The story didn't end there, though, and later that summer, just as I was about to board the ferry to visit my friend, Peter, on Nantucket, I got a call from the mom — Charlotte Carvalho. Someone at Albany Medical had passed on our message to her husband, Dennis, and somehow, despite her condition, despite the miles between us, despite the work it took to track me down, Charlotte and I connected, and a bond of friendship was formed that has spanned the past 20 years. Eventually Charlotte sent my blanket back — a gesture that still makes me laugh — and she made new ones for me — gorgeous quilts for my wedding to Scott and upon the births of my babies. I learned that the Carvalhos were in Vermont on that fateful day, visiting colleges for their son, Jason, who is now a doctor. Over the years we shared, long-distance, our triumphs and tragedies, but we didn't meet until just three years ago, when I took my son, Nate, on a road trip. To Montana and Wyoming. Charlotte and Dennis live in Michigan now. So we stopped en route to stay with them; to meet, finally, the people whose lives intersected mine in the most horrific of ways, and who had such a surplus of grace as to turn that awful day around and rebuild it into an enduring friendship, deeply rooted in gratitude and love.
As for the other bookend, there's this: on August 31, in 1993, it rained. And because it rained I didn't go to the beach, as I had planned; I left Saratoga that morning and went to Manchester, Vermont. And because I like to drive around and see the world, I got lost, and because it was getting late, I stopped to ask for directions in a small pottery studio.
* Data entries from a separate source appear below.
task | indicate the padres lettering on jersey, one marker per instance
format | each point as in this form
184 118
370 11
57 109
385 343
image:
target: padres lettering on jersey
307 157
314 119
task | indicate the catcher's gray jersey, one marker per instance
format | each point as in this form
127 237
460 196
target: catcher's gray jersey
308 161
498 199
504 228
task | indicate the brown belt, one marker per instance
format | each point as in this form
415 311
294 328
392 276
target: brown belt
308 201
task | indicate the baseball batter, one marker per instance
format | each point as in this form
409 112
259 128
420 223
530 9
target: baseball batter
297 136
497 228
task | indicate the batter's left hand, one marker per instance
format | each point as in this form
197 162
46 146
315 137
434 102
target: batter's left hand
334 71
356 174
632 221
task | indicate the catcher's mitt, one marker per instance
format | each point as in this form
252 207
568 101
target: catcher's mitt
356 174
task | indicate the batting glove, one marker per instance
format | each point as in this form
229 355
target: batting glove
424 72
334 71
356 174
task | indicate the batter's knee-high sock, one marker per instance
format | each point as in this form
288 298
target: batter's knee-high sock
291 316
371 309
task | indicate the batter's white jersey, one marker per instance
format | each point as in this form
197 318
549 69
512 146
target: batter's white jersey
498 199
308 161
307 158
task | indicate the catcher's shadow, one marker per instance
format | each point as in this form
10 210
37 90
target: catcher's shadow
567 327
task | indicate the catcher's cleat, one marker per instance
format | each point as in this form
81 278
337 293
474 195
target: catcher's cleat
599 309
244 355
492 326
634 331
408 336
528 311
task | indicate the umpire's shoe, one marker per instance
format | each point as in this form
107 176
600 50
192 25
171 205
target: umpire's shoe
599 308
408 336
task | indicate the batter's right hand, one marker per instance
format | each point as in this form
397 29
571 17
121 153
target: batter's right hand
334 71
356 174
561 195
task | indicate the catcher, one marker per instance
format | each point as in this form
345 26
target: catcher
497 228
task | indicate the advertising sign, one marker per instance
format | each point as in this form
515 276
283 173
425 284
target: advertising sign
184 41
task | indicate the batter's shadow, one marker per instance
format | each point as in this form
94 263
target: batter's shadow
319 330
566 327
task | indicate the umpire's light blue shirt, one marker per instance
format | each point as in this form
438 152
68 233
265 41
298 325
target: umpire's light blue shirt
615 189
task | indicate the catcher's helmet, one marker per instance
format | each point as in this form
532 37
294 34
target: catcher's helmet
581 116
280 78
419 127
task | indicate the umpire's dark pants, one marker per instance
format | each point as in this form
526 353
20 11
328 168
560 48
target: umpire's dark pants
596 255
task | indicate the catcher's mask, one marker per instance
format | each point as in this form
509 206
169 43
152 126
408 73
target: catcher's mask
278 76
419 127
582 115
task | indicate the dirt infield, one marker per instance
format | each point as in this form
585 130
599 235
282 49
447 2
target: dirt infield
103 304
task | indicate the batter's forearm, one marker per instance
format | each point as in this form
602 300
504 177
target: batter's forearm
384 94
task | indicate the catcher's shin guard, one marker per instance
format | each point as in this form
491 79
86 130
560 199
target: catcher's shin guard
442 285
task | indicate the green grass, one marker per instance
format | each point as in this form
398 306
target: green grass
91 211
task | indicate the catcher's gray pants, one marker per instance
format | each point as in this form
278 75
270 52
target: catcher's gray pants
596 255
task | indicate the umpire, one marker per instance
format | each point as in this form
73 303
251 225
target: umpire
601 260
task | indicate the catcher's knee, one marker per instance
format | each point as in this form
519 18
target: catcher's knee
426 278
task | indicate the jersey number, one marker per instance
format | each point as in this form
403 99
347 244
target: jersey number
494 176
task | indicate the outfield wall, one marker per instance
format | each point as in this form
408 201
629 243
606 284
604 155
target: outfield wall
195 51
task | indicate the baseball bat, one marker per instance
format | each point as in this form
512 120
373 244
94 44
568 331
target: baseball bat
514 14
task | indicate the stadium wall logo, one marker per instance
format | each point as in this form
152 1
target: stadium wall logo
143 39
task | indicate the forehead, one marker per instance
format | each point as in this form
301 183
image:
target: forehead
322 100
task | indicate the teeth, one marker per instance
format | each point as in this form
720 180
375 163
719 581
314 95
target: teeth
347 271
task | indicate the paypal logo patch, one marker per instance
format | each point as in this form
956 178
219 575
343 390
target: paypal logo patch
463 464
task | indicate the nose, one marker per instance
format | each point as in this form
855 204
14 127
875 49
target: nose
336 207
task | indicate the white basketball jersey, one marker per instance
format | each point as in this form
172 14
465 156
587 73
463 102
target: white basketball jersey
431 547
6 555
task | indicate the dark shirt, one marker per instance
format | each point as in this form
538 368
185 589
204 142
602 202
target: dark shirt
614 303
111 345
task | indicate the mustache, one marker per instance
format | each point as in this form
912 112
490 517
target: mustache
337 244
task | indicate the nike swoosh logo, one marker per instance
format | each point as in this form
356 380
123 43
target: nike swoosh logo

And because the potter was out of town, her son was watching the shop. And because we both liked many of the same things, we went on some dates. And because we were in love, we got married and then brought into the world our sons: Sam and Nate.
For many years Scott and I celebrated what we called Blue Moon Day, because there was, as there is today, a blue moon on that August 31. Though we are no longer husband and wife, we share a life-long commitment to raising decent, loving, content and capable human beings. We are bonded forever by our own version of love.
While it may be true that extraordinary things happen only once in very blue moon, I have a hunch they're happening all around us all the time, hidden in the nooks and crannies of the most unlikely of events. Keep your heart open and enjoy the moon tonight.